Evaluating AI fairness and accuracy in hiring models

How we evaluated the predictive accuracy and fairness of several top commercial LLMs
Why general-purpose models underperform in candidate-job matching
A detailed overview of our bias auditing methodology and findings

Hiring decisions are high stakes. They affect real people, their careers, and livelihoods. Yet as AI models grow more powerful, they’re increasingly being considered for resume screening and candidate matching, sometimes without understanding whether they’re actually designed for that purpose.At Eightfold, we rigorously evaluated a range of leading commercial LLMs, from OpenAI, Google, Anthropic, Meta, and others, on a task that matters to us: candidate-job matching. We benchmarked these models against our domain-specific Match Score system to measure two things:

How accurate are they at predicting candidate-job fit?
How fair are their predictions across race, gender, and intersectional groups?

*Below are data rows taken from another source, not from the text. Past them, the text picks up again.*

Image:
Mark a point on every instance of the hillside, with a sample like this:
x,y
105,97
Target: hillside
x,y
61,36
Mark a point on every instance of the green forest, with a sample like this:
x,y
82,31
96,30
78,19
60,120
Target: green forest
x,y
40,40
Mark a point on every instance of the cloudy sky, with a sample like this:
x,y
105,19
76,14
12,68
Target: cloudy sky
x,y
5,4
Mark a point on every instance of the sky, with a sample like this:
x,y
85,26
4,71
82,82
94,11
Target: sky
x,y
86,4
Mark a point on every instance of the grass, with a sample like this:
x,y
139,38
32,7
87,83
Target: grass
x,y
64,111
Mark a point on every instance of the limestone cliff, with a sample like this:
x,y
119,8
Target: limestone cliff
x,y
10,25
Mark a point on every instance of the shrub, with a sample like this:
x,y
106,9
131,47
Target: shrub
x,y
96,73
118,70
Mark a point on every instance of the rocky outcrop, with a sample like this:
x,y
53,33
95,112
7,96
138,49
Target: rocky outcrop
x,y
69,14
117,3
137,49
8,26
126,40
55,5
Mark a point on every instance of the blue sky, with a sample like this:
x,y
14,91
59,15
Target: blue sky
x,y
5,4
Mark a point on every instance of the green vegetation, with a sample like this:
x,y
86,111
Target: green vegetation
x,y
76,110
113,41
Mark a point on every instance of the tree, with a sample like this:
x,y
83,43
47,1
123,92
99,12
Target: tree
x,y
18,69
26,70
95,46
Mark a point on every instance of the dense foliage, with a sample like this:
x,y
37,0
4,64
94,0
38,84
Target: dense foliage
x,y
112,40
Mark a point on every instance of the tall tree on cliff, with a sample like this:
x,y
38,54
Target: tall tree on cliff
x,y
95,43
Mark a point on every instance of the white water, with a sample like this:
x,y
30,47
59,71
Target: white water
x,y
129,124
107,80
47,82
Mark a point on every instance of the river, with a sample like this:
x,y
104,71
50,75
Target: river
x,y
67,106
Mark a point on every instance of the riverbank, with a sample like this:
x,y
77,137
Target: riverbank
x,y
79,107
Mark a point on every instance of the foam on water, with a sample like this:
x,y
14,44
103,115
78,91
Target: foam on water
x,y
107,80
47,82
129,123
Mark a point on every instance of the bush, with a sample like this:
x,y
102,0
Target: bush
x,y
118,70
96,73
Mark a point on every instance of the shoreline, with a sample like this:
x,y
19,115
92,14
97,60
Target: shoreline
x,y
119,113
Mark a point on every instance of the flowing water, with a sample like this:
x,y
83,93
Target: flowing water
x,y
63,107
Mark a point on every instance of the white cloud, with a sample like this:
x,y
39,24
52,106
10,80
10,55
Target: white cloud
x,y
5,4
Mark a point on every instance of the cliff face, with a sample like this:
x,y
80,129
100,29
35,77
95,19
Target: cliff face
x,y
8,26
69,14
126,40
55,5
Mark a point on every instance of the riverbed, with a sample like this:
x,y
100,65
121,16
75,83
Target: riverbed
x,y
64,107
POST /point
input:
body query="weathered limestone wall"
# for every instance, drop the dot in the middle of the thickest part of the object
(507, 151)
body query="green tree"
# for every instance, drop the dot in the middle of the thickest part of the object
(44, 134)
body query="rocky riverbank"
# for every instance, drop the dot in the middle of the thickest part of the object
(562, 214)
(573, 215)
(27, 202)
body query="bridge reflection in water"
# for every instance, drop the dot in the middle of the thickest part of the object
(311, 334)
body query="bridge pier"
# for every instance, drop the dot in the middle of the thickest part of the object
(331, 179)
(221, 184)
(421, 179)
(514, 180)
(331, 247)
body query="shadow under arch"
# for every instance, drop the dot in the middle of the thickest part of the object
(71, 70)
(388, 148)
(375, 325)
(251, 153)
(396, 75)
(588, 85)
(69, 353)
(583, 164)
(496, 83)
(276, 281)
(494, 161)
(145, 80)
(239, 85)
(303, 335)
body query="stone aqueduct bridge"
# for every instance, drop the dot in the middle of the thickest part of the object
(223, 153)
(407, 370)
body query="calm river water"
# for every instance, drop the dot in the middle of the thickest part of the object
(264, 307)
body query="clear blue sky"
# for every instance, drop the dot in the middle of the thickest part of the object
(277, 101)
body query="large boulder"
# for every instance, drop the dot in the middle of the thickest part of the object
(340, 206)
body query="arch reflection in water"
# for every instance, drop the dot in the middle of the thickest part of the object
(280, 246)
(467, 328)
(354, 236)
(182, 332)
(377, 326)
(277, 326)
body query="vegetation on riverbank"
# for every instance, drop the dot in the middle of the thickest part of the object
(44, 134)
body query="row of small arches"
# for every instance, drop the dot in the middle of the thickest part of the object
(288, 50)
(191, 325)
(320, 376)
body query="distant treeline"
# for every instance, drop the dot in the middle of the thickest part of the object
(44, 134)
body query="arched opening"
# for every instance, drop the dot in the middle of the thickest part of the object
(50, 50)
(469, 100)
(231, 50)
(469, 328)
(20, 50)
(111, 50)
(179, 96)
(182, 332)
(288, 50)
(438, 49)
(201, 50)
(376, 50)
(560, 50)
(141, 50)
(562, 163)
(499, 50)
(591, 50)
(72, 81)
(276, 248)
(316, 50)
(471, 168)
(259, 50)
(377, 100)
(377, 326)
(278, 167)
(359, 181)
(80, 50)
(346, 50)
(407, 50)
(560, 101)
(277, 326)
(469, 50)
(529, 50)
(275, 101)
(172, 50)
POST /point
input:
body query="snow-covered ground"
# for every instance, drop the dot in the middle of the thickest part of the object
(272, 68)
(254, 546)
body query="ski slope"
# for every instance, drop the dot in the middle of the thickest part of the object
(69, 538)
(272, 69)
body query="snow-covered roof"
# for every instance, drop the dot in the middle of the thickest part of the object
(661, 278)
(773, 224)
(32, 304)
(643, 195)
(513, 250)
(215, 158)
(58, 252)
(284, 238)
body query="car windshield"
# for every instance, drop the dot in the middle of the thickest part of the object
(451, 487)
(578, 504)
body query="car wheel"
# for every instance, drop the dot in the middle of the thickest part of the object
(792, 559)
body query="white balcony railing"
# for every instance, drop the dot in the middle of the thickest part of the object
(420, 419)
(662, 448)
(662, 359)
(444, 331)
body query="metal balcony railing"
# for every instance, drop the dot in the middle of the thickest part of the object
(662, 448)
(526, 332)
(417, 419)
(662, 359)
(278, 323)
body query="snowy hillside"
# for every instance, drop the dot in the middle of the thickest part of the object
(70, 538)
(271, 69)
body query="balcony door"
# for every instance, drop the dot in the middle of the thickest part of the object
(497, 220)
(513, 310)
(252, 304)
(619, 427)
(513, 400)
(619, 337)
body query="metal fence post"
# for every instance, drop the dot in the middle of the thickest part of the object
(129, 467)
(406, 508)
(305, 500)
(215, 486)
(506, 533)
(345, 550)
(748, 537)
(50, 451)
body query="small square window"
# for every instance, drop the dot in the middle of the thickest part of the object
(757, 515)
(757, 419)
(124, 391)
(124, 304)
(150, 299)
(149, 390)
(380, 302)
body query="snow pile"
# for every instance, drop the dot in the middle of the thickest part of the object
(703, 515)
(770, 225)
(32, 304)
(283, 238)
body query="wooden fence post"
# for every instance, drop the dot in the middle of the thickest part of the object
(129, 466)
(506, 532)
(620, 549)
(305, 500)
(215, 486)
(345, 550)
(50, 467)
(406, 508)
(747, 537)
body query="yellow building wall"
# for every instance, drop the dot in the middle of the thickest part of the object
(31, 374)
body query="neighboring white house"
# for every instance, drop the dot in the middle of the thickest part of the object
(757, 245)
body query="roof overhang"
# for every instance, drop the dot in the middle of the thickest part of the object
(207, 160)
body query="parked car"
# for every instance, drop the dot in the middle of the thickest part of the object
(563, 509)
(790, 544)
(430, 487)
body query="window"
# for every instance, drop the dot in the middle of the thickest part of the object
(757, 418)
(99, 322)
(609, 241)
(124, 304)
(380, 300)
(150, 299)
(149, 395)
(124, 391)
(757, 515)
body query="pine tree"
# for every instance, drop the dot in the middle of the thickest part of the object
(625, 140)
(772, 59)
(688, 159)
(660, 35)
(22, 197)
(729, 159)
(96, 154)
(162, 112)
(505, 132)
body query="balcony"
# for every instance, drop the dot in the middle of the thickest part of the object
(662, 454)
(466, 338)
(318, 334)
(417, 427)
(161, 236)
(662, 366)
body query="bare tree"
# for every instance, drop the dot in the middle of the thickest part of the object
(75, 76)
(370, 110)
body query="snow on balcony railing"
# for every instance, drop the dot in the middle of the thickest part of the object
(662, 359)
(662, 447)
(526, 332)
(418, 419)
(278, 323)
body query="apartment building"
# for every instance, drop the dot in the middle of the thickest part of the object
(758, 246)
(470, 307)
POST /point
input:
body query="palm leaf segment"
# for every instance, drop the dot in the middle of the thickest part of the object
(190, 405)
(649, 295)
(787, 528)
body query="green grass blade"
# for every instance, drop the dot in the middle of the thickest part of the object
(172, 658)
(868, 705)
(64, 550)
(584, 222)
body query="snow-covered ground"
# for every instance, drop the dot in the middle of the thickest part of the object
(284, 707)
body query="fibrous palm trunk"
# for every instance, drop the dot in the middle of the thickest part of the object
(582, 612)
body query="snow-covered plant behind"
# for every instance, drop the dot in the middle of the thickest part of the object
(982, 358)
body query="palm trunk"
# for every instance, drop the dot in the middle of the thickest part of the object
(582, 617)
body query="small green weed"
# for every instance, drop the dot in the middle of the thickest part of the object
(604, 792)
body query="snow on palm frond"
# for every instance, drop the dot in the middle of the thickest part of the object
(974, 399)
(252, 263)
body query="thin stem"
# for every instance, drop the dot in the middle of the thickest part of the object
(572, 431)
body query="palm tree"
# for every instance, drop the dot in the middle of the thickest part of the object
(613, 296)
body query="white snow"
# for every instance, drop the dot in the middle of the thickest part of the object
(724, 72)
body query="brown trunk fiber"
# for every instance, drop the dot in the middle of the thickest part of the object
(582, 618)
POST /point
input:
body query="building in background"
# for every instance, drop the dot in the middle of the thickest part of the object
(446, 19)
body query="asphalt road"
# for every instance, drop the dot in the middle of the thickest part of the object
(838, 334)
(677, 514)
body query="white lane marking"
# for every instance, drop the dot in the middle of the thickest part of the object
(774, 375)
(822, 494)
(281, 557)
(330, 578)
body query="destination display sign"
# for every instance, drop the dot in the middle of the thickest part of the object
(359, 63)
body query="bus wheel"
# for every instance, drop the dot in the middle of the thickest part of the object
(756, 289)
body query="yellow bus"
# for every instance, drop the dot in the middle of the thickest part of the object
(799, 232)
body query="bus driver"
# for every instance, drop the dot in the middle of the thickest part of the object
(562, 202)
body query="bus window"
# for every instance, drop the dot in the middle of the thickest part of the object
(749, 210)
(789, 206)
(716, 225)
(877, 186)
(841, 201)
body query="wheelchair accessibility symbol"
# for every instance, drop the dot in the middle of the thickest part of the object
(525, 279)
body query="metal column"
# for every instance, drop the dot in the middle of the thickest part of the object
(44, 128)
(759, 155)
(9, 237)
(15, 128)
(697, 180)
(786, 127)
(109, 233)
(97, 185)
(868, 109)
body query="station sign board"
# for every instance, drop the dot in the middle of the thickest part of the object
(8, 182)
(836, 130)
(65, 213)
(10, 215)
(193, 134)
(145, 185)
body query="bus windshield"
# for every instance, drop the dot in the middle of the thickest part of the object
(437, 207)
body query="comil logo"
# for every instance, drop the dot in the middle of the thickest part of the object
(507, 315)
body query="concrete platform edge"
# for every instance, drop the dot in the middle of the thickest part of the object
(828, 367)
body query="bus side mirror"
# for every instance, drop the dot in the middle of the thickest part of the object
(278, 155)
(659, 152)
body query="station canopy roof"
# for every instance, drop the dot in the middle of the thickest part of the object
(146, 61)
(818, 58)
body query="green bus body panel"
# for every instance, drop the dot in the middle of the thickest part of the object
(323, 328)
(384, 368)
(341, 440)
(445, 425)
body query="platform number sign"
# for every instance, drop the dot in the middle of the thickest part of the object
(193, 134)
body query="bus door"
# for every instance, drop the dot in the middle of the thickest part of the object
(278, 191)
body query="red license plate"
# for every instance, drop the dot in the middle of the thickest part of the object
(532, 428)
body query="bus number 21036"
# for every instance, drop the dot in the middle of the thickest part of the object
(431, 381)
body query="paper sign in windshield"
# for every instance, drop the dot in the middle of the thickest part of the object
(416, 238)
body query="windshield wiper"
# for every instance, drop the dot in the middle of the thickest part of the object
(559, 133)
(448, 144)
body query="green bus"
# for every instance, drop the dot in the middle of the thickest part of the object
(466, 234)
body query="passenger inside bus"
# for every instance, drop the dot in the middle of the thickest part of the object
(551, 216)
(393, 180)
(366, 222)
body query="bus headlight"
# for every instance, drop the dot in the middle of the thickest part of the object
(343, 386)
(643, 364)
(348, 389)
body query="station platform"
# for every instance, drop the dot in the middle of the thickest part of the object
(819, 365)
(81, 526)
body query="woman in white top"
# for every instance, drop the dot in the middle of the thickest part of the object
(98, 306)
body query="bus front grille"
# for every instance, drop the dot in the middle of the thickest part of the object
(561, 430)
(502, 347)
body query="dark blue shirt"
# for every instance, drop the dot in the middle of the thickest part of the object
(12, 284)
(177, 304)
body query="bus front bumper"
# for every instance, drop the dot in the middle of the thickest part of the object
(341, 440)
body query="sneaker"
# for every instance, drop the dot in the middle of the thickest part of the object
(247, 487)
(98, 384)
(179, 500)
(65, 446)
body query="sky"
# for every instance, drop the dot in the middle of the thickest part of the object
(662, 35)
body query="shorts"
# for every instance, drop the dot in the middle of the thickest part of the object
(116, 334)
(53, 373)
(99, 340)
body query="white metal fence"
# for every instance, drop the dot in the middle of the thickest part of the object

This post walks through how we designed that benchmark, what we learned, and why task-specific models matter when fairness is a requirement, not an afterthought. We found that there shouldn’t be a dichotomy between choosing accuracy or fairness: a well-designed algorithm can achieve both accuracy in hiring and fairness in outcomes. Our paper is published here.

Why general LLMs fall short in hiring contexts

Large language models are trained on broad internet-scale corpora to generalize across countless downstream tasks. They can write code, summarize text, and answer complex queries. But hiring is more nuanced and involves more than another text-generation task.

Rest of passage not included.